Il résulte de l'article 146 du code civil que si l'intention conjugale s'apprécie au moment de l'échange des consentements, l'attitude des époux postérieurement au mariage doit traduire la manifestation concrète de cette intention conjugale.
[P] [C] communique les attestations [A], [K], [V], [Z] épouse [U], [X], desquelles il ressort que [D] [O] ne se cachait pas, au moment de la célébration de l'union, puis après l'union, d'avoir contracté cette union afin d'obtenir un titre permettant de rester sur le territoire national.
Ces témoignages directs sont contestées par [D] [O].
Ils ne sont cependant contredits par aucune attestation contraire et n'ont fait l'objet d'aucune plainte visant à dénoncer leur caractère éventuellement mensonger.
En effet , toutes les attestions produites par l'intimé ne tendent qu'à tenter de faire la preuve des qualités de l'époux et de l'agressivité de [P] [C].
Au regard de ces éléments, la preuve de l'absence d'intention matrimoniale de [D] [O] se trouve démontrée.
Il y a donc lieu d'infirmer le jugement entrepris et de prononcer l'annulation du mariage célébré le [Date mariage 1] 2008.

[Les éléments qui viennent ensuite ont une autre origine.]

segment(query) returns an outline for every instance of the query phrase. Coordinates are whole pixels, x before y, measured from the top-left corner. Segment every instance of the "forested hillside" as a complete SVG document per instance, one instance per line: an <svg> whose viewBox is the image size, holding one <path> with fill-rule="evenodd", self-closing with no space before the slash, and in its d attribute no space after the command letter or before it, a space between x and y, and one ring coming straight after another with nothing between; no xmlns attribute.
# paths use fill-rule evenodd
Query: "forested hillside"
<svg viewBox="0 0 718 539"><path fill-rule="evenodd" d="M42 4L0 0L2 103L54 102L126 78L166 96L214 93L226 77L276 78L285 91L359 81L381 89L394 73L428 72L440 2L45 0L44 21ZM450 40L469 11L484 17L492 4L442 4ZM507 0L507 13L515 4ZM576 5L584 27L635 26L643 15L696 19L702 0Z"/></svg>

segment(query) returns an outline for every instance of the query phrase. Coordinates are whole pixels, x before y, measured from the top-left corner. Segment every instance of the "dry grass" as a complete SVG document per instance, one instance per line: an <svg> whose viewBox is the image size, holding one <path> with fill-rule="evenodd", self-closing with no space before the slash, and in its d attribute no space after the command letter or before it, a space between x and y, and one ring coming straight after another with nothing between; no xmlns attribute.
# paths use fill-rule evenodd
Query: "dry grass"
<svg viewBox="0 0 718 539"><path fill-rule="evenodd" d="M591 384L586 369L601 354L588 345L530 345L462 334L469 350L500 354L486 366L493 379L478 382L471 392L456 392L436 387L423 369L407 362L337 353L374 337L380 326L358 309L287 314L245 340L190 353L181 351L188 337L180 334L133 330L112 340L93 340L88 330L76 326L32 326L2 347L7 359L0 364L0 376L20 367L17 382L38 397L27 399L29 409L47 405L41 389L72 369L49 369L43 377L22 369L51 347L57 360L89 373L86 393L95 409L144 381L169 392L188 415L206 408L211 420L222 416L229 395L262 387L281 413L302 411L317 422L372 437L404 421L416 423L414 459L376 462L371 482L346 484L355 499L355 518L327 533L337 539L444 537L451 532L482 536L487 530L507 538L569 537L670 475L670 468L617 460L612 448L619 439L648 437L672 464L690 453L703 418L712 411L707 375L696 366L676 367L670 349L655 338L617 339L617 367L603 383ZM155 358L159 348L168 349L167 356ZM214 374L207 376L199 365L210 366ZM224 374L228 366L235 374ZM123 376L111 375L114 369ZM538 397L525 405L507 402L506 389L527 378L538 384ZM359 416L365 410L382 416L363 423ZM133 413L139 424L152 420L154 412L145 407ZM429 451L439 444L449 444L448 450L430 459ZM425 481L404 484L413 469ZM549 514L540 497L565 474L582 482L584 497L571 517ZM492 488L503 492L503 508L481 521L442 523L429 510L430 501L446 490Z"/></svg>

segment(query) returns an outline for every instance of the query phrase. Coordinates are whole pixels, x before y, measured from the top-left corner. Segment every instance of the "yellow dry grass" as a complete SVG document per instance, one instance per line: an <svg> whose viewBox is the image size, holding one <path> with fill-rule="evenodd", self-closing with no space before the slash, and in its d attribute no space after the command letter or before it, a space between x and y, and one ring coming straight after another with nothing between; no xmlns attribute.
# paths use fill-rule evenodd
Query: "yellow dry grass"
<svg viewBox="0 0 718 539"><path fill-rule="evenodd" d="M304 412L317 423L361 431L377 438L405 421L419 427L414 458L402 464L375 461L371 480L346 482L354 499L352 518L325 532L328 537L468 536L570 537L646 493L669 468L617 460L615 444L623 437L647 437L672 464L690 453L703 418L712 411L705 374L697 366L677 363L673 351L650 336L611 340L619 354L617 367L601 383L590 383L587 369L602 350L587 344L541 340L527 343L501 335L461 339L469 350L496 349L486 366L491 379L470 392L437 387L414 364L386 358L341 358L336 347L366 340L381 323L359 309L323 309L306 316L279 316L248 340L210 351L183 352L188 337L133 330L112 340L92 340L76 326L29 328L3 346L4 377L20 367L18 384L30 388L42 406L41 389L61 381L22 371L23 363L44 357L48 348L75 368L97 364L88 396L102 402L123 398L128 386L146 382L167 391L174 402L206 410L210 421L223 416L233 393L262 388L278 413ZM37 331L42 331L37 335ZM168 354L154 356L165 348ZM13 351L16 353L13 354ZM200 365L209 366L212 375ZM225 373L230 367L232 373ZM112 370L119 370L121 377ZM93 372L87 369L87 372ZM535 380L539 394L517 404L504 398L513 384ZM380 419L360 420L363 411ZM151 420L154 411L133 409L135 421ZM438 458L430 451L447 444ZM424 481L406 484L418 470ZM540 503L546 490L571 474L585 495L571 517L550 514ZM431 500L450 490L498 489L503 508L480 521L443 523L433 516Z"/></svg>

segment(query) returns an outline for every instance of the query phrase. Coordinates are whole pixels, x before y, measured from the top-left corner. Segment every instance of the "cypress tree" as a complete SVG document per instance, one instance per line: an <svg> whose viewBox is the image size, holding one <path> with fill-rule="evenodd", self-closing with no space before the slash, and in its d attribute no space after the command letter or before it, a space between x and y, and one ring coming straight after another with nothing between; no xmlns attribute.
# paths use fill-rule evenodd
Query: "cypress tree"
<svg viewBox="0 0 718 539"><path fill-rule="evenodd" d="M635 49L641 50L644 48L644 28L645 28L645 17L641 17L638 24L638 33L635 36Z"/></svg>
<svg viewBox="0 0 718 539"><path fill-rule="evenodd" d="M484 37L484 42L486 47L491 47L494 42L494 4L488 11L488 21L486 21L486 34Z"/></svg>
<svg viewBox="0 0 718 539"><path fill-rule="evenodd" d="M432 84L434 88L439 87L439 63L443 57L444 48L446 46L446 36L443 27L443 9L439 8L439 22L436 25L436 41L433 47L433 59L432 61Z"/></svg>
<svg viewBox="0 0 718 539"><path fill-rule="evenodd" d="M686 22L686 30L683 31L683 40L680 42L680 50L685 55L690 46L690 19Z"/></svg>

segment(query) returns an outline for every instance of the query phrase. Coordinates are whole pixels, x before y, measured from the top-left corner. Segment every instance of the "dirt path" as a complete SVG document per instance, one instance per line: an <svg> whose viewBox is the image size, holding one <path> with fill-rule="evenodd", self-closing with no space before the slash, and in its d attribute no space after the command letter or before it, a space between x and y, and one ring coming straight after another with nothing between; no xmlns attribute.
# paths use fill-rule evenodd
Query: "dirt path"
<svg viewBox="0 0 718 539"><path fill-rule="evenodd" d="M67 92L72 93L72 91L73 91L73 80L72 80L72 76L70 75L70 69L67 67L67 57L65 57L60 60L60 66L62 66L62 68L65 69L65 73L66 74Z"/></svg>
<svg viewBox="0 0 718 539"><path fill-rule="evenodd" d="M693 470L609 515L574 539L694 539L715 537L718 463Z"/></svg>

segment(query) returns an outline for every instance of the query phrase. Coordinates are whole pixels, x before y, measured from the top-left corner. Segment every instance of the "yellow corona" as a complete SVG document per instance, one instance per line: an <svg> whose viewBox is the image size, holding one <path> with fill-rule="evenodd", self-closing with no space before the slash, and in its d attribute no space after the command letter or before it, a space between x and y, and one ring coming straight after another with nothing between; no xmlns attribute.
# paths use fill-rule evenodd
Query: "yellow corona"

Il n' y a pas lieu de faire application des dispositions de l'article 700 du code de procédure civile .
[D] [O], qui succombe assumera la charge des dépens d'appel.
PAR CES MOTIFS
La Cour, statuant publiquement, après débats en chambre du conseil, contradictoirement
INFIRME en toutes ses disposions le jugement du 11 février 2015.
ET STATUANT A NOUVEAU :
ANNULE le mariage célébré le [Date mariage 1] 2008 devant l'officier d'état civil de la Ville de [Localité 2])
entre :
[D] [O], né le [Date naissance 2] 1972 à [Localité 1] ( Algérie), de nationalité algérienne , fils de [I] Ben [R] [O], et de [B], [L] [Q].
et
[P] [C] , née le [Date naissance 1] 1962 à [Localité 3], de nationalité française, fille de [N] [C] et de [Y] [G].
ORDONNE la mention du dispositif du présent arrêt, conformément aux dispositions de l'article 1082 du code de procédure civile , en marge des actes de naissance de chacune des parties, et de leur acte de mariage.
DIT n'y avoir lieu de faire application des dispositions de l'article 700 du code de procédure civile.
DIT que [D] [O] assumera la charge des entiers dépens d'appel.